In his oral report to the board, Branstetter underlined the contents of an October 9 article in the Kansas City Star whose title sums up its message, “Kansas takes over 21 struggling nursing homes as the industry faces growing obstacles.”
The article identified two primary factors for the closing of 21 nursing care facilities so far in 2018. The first and by far the greater factor was the purchase of many facilities by out-of-state, for-profit corporations.
The article details how some of these groups removed financial resources from the facilities or their corporations found themselves overextended and now each of those facilities had to be taken over and managed by the State of Kansas or closed, as in the case of Fort Scott Manor in nearby Ft. Scott.

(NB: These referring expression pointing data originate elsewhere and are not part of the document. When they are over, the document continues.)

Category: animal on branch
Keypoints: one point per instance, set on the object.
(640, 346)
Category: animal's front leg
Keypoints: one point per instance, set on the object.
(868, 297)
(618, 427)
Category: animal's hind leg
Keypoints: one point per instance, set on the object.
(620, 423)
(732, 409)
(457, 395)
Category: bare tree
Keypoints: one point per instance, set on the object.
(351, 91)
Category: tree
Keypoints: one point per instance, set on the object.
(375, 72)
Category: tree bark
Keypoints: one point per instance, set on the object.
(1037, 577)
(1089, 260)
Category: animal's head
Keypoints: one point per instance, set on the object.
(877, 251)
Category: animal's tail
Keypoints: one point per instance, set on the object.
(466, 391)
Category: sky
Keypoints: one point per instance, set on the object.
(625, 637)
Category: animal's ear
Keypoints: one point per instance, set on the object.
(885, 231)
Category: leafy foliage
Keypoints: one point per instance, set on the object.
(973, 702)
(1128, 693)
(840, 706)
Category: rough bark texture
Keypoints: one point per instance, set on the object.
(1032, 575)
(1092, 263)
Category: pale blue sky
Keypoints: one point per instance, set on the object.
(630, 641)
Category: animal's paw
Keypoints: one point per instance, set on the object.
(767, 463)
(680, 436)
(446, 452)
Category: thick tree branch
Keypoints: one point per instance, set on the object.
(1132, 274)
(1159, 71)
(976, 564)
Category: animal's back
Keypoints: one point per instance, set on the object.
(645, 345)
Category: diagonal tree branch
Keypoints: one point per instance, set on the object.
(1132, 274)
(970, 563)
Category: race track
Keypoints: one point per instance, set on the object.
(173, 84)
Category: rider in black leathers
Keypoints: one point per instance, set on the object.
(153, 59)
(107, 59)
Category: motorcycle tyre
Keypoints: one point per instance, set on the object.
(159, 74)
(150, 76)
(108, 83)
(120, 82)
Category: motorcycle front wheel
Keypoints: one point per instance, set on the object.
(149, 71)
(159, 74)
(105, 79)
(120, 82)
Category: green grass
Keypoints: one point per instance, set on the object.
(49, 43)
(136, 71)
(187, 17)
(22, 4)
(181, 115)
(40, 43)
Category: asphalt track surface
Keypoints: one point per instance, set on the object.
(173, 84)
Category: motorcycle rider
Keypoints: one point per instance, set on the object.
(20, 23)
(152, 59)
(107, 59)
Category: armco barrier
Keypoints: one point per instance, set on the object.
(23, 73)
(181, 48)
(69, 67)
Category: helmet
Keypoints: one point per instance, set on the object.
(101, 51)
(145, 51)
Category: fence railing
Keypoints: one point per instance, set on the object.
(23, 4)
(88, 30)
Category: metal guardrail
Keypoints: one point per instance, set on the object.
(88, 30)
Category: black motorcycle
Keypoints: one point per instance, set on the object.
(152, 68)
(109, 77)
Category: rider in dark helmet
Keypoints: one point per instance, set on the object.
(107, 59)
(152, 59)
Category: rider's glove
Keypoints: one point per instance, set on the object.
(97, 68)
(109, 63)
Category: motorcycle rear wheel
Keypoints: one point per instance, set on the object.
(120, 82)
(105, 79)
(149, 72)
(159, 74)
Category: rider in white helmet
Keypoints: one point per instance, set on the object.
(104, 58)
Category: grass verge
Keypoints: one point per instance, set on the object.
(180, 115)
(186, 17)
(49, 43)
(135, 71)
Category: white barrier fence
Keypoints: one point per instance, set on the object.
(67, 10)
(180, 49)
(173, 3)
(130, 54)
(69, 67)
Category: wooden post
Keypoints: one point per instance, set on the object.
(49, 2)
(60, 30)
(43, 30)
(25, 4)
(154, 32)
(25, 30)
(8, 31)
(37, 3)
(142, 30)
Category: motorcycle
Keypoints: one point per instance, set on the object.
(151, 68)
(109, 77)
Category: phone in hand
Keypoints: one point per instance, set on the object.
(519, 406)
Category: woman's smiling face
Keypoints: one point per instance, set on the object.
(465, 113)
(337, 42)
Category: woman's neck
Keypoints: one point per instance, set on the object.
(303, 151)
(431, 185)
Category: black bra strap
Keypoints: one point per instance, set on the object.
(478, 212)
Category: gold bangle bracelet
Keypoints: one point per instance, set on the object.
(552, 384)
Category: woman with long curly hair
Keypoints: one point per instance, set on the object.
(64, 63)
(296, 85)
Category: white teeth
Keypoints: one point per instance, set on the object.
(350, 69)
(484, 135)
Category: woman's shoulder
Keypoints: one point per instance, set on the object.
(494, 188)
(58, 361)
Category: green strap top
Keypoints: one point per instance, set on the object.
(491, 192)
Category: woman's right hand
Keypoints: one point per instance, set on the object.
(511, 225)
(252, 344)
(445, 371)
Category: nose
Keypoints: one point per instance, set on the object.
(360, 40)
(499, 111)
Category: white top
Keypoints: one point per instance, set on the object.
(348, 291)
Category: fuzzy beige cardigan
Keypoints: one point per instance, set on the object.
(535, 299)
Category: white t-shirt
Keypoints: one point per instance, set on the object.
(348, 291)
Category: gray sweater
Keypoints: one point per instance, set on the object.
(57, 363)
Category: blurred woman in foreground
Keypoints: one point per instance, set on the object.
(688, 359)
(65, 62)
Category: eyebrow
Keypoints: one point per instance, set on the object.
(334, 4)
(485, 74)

While the then Kansas Governor convinced the state legislature that privatization of the state’s Medicaid system would be more efficient and save money, in practice, the article says the opposite is true. There are quite “long delays in getting Medicaid applications approved” onto KanCare (Kansas Medicaid program) and financially devastating delays in “getting timely payments” to nursing care facilities under the privatized system.
The closure of Fort Scott Manor on May 15 “could be traced back several years to the contentious divorce of the owners, a local couple,” noted the article. The article stated it was allowed to close since “Fort Scott had enough beds in other facilities to absorb most of the people displaced by the closure.”
Earlier in the year, on March 29, the Pittsburg Care and Rehabilitation Center was the other nearby Kansas facility to close.
The state has hired a private entity to market, reorganize and sell the other 20 homes the State of Kansas currently manages.
The article noted, “companies are going in receiverships by the dozens in some other states as well, though not in Missouri,” where the number of state operated nursing care facilities is “none.”
Said Branstetter, “We’re working hard to keep both of our facilities strong and around for a long time to come.”